Jardim Gonçalves considera que a religião é "um brinde e uma graça de Deus". Ainda não tem um mês quando é baptizado por vontade de um pai que "à moda dos homens daquele tempo vai à missa ao domingo" e de uma mãe devota, que "ia sempre à missa e não faltava às novenas nos meses de Maria".
Fez a primeira comunhão, tem como padrinho de crisma um sacerdote da paróquia onde vivia e de baptismo os tios. Pela vida fora mantém-se nas “beatices” que desde jovem pratica e que mantém em Coimbra, no CADC, no Porto e como presidente da Junta Central de Acção Católica, a cúpula máxima, em Lisboa. Já casado participa nas equipas de Nossa Senhora, um movimento vindo de França, e em Angola esteve nas equipas de casais e em cursos de preparação para o matrimónio. É Francisco Sá Carneiro e a mulher, Isabel, que dá ao casal Assunção e Jorge o curso de preparação para matrimónio. Ainda recorda “uma senhora muito querida” que lhe deu catequese. Tem um irmão padre, a quem a mãe não facilitou a vida na vocação quando quis ir para o seminário por ter tido um irmão que ia ser padre mas que com a revolução de 1910 desiste da carreira religiosa.
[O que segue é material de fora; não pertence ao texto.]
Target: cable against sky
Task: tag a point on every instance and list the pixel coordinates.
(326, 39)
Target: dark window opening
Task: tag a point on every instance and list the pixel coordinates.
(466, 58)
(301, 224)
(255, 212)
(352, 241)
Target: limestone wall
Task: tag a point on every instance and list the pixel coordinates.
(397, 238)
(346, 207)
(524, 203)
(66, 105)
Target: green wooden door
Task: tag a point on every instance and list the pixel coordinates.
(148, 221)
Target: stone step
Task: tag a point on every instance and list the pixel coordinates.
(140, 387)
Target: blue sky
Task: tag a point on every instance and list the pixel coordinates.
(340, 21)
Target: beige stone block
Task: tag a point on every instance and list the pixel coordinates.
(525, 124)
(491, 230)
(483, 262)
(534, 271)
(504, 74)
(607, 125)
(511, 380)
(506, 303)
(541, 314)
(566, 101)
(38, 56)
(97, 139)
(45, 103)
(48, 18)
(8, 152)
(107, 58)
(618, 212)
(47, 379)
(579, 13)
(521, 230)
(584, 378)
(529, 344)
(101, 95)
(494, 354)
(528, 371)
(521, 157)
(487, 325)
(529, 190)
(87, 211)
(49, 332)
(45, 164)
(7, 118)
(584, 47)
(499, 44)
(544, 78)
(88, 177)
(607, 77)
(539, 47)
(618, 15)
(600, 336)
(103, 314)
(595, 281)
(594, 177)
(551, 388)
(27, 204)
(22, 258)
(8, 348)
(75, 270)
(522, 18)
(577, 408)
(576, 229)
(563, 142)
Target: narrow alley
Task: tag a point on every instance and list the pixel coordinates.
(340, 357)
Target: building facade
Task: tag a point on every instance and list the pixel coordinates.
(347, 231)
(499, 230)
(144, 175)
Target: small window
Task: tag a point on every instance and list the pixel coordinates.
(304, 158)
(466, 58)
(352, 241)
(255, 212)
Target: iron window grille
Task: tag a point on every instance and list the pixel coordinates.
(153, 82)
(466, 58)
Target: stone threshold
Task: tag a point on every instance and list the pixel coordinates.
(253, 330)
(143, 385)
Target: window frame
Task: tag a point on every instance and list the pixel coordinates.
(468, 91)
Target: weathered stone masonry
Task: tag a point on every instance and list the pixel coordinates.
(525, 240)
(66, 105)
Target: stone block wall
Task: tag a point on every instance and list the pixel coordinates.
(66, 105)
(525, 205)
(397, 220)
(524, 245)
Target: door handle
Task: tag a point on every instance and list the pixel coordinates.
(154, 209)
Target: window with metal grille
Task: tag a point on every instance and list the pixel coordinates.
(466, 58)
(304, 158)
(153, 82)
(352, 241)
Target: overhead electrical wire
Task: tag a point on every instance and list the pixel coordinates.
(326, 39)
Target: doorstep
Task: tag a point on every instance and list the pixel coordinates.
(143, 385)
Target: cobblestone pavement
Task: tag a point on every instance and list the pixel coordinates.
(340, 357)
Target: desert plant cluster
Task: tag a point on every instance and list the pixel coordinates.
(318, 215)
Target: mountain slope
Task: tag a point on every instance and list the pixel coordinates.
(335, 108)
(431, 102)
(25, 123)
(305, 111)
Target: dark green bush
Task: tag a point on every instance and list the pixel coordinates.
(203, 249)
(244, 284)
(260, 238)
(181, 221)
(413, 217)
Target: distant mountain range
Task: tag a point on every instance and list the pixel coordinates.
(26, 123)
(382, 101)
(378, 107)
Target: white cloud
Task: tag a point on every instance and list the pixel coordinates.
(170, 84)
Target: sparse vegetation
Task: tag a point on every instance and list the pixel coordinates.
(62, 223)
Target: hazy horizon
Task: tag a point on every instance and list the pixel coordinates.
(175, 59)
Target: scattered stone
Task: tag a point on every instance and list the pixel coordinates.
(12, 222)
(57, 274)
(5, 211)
É no exílio em Espanha, em 1975, que ao procurar um colégio para os filhos encontra a direcção espiritual da Opus Dei. Tudo começa com o convívio com um casal que morava no mesmo prédio e que também tinha um filho no colégio. Após uma aproximação, a sua mulher participou de um retiro e em seguida é o próprio que também faz a experiência: “Tive uma sorte enorme porque quem prega esse retiro é um sacerdote muito conhecido e a partir desse momento acompanhei sempre a obra e dela recebo catequese”.
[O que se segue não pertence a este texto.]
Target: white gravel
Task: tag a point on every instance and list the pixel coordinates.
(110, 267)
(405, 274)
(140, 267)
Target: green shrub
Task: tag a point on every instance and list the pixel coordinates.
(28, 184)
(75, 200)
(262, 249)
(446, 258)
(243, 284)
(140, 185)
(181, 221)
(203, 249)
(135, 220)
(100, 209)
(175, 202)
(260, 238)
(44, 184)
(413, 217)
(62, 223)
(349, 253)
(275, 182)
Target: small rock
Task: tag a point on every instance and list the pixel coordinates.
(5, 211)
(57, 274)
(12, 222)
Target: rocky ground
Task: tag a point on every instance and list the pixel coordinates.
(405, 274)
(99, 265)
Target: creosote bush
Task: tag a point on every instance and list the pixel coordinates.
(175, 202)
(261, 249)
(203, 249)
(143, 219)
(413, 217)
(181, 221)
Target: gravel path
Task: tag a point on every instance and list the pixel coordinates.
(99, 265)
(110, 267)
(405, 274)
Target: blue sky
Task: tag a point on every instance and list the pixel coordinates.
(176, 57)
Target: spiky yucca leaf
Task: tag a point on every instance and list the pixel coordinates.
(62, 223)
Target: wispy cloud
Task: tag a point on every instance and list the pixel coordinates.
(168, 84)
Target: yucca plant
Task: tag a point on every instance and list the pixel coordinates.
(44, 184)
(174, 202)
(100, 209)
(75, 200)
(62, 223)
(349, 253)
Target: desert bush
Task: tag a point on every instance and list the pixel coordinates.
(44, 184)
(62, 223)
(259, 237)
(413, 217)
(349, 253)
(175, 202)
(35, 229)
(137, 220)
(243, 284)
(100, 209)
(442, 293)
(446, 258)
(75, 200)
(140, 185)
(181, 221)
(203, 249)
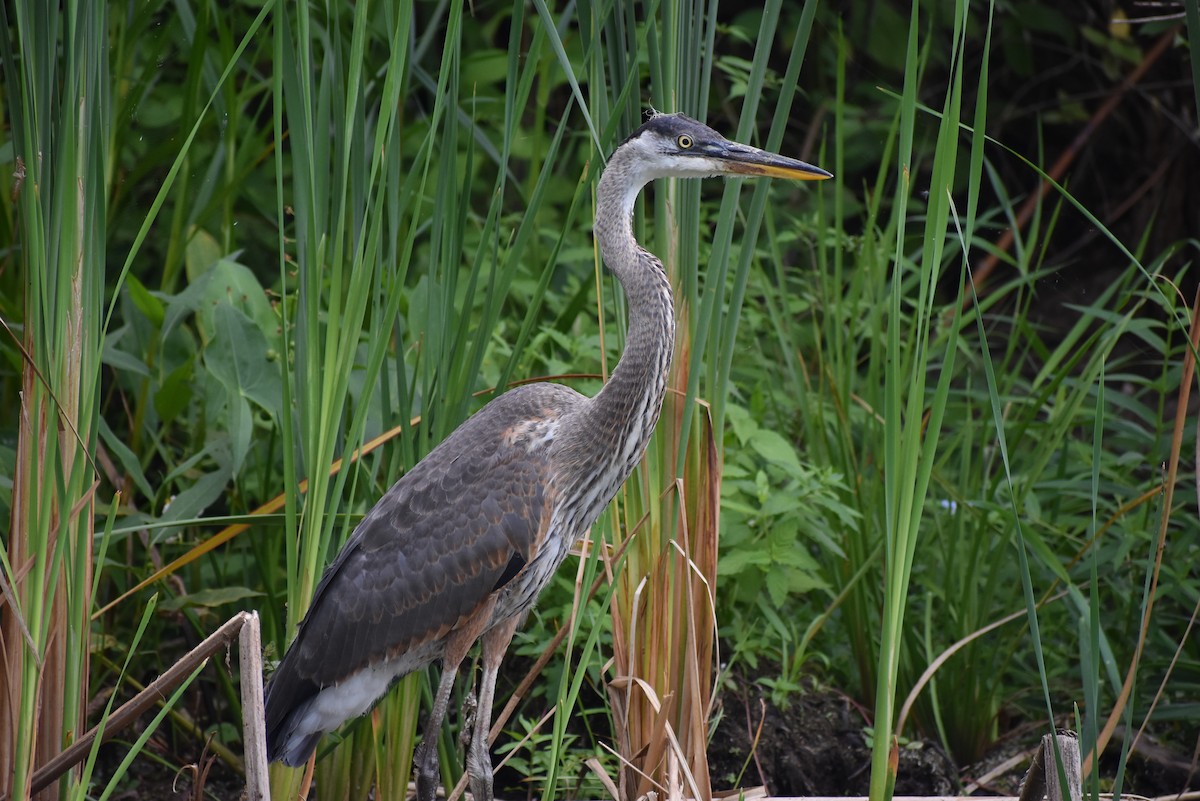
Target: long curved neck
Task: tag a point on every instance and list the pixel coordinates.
(622, 416)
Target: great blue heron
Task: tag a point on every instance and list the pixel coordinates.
(461, 546)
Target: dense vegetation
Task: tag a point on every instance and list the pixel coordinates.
(241, 244)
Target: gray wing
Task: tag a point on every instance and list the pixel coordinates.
(456, 528)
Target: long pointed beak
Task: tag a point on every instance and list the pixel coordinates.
(743, 160)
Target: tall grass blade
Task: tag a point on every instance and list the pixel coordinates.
(58, 94)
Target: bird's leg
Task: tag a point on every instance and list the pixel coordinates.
(426, 757)
(479, 759)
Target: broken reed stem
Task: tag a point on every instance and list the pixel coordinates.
(160, 688)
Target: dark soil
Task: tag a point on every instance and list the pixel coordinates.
(817, 745)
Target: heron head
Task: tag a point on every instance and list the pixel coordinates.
(675, 145)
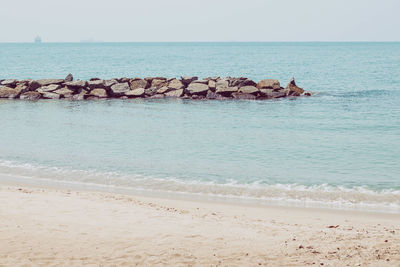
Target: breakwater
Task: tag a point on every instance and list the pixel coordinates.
(151, 87)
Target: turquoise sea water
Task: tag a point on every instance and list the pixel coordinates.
(339, 148)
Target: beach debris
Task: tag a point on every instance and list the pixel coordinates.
(187, 87)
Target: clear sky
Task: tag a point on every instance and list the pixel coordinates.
(199, 20)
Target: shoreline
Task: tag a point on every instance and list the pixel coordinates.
(12, 179)
(43, 225)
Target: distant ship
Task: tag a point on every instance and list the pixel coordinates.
(38, 40)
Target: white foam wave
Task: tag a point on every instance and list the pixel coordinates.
(322, 195)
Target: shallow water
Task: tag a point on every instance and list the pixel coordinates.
(339, 148)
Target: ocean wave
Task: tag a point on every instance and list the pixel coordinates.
(318, 195)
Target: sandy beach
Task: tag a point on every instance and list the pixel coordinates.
(60, 227)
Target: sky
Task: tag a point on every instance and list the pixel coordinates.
(199, 20)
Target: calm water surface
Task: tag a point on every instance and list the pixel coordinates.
(340, 148)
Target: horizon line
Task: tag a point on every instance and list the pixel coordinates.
(88, 42)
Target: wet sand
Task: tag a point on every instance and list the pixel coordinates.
(62, 227)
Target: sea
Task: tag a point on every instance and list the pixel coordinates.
(338, 149)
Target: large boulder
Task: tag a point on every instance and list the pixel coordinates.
(271, 93)
(77, 84)
(158, 82)
(33, 85)
(293, 89)
(212, 85)
(164, 90)
(31, 95)
(49, 88)
(150, 91)
(244, 96)
(236, 81)
(221, 83)
(188, 79)
(96, 84)
(175, 84)
(45, 82)
(247, 82)
(212, 95)
(69, 78)
(226, 91)
(197, 88)
(175, 93)
(50, 95)
(9, 83)
(139, 92)
(22, 87)
(8, 92)
(119, 89)
(98, 92)
(80, 96)
(201, 81)
(109, 83)
(138, 83)
(64, 92)
(269, 84)
(248, 90)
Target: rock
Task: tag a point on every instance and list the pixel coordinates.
(248, 90)
(138, 83)
(123, 80)
(80, 96)
(221, 83)
(50, 95)
(120, 89)
(201, 81)
(164, 90)
(236, 81)
(158, 83)
(269, 84)
(31, 95)
(22, 88)
(157, 96)
(96, 84)
(98, 92)
(8, 92)
(175, 93)
(197, 88)
(188, 79)
(293, 89)
(69, 78)
(150, 91)
(244, 96)
(109, 83)
(226, 91)
(150, 79)
(271, 93)
(45, 82)
(213, 95)
(9, 83)
(33, 85)
(135, 93)
(247, 82)
(308, 93)
(175, 84)
(49, 88)
(212, 84)
(64, 92)
(77, 84)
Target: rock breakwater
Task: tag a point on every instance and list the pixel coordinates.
(151, 87)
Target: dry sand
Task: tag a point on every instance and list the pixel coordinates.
(60, 227)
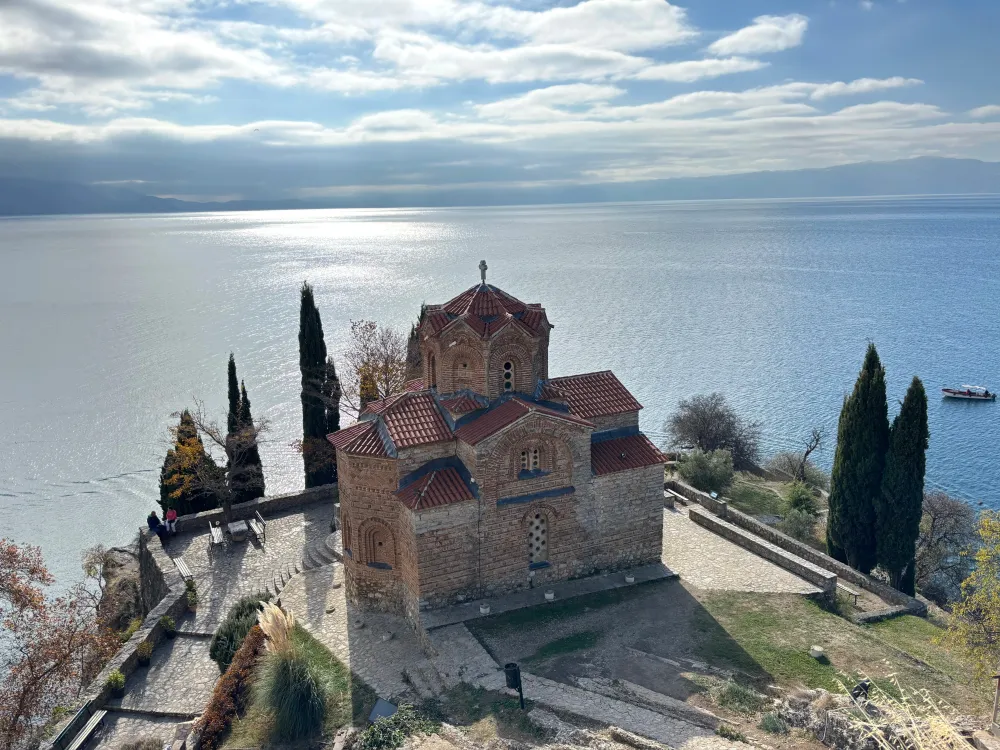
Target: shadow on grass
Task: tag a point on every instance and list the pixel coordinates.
(486, 714)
Os católicos da Opus Dei são mais empenhados?
Não, têm é mais oportunidade de receber formação. Depois, cada um é o que é e depende dele e das circunstâncias. Têm toda a liberdade para fazer asneiras, a começar por mim.
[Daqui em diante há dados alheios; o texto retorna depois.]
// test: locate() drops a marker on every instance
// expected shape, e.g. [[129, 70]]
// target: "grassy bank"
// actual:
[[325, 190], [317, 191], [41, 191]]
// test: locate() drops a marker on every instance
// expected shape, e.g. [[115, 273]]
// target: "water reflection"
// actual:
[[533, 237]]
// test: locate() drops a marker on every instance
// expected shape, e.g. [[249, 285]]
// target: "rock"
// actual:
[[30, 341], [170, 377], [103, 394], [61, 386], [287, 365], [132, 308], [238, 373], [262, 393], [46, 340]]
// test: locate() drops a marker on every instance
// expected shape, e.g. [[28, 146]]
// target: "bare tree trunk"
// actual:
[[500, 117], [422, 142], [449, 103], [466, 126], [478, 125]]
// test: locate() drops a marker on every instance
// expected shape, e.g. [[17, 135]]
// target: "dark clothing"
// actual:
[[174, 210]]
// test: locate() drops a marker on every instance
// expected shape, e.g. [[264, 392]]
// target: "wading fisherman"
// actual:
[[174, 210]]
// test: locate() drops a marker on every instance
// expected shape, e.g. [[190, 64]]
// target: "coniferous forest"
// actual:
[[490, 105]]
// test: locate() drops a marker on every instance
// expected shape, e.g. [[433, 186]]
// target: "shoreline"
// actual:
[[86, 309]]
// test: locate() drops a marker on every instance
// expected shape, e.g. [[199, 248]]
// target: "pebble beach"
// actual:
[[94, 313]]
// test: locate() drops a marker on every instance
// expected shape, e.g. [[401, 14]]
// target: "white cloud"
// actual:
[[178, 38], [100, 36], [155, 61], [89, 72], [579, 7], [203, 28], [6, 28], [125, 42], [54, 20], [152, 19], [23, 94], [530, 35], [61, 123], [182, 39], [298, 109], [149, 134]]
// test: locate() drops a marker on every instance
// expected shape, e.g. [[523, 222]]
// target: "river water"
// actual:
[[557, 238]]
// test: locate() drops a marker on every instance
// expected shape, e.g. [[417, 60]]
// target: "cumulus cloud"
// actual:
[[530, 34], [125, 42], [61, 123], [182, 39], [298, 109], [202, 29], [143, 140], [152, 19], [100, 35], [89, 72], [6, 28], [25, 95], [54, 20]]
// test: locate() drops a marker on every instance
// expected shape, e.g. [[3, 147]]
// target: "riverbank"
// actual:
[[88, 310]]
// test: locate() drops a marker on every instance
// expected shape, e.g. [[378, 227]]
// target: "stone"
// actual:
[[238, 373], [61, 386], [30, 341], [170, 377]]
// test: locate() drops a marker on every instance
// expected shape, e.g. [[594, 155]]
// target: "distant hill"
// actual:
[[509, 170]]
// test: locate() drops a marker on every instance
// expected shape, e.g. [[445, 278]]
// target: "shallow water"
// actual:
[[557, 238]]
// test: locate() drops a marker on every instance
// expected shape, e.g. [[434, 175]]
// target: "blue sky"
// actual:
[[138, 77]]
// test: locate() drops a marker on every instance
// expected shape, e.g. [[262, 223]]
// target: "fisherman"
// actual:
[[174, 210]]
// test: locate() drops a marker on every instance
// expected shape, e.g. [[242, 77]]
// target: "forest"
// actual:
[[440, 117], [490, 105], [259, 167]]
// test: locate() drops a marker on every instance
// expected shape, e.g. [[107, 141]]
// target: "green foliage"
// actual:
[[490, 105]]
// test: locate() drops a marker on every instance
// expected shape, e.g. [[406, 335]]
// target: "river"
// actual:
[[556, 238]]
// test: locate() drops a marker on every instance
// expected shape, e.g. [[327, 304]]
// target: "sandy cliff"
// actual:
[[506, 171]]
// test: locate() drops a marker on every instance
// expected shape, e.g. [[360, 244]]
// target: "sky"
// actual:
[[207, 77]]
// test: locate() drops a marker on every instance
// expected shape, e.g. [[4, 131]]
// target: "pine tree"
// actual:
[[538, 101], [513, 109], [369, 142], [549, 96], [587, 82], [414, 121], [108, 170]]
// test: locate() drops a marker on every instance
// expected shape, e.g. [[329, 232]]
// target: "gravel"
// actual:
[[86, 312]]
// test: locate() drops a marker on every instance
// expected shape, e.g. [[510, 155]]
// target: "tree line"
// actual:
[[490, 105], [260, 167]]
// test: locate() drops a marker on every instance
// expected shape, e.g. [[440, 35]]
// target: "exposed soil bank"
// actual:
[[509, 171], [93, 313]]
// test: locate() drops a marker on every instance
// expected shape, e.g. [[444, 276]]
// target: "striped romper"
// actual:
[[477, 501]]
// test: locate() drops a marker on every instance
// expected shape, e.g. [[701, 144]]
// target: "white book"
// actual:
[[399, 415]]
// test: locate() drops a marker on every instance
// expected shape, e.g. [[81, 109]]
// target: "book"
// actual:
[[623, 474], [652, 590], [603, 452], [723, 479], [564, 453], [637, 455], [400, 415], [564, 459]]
Tem-se ideia que na Opus Dei se protegem muito uns aos outros. É um mito?
Sim! Nós andamos em retiros e nem sabemos quem é o sujeito ao nosso lado. Uma vez, numa entrevista na televisão, o Miguel Sousa Tavares disse-me: “na Opus Dei só há senhores ricos”. Então perguntei-lhe se sabia os nomes dos filhos do pai do primeiro-ministro? Na altura ficou muito zangado e só disse “Como?” e durante uns segundos ficámos em silêncio. Na televisão, um segundo de paragem é uma eternidade. E eu voltei a perguntar como é que se chamavam os filhos do pai do primeiro-ministro? “Um deles é Aníbal [Cavaco Silva]”, disse. E os outros? “Os outros, não faço ideia”. É o que acontece na Opus Dei, expliquei. Conhece-se o engenheiro Jardim Gonçalves porque é presidente do banco e não por ser da Opus Dei.
Esta escolha religiosa influencia-o como banqueiro?
Estamos mal se a atitude religiosa não influenciar a conduta da pessoa no seu dia-a-dia mas a formação religiosa não diz “escolhe aquele para teu secretário” ou “promove o outro”. A pessoa ou tem carácter ou não.
O sistema capitalista tem exigências que contornam a fé!
Mas não exige asneiras. É como as offshores, não têm como consequência o crime. A pessoa para ser honesta e íntegra não tem de ser religiosa mas quem tem formação religiosa e uma perspectiva de vida eterna terá mais cuidados.
Alguma vez privilegiou alguém?
A minha grande preocupação é ser justo.
Mas o dinheiro e a religião é uma mistura explosiva.
Não é desde que se dê bom uso ao dinheiro.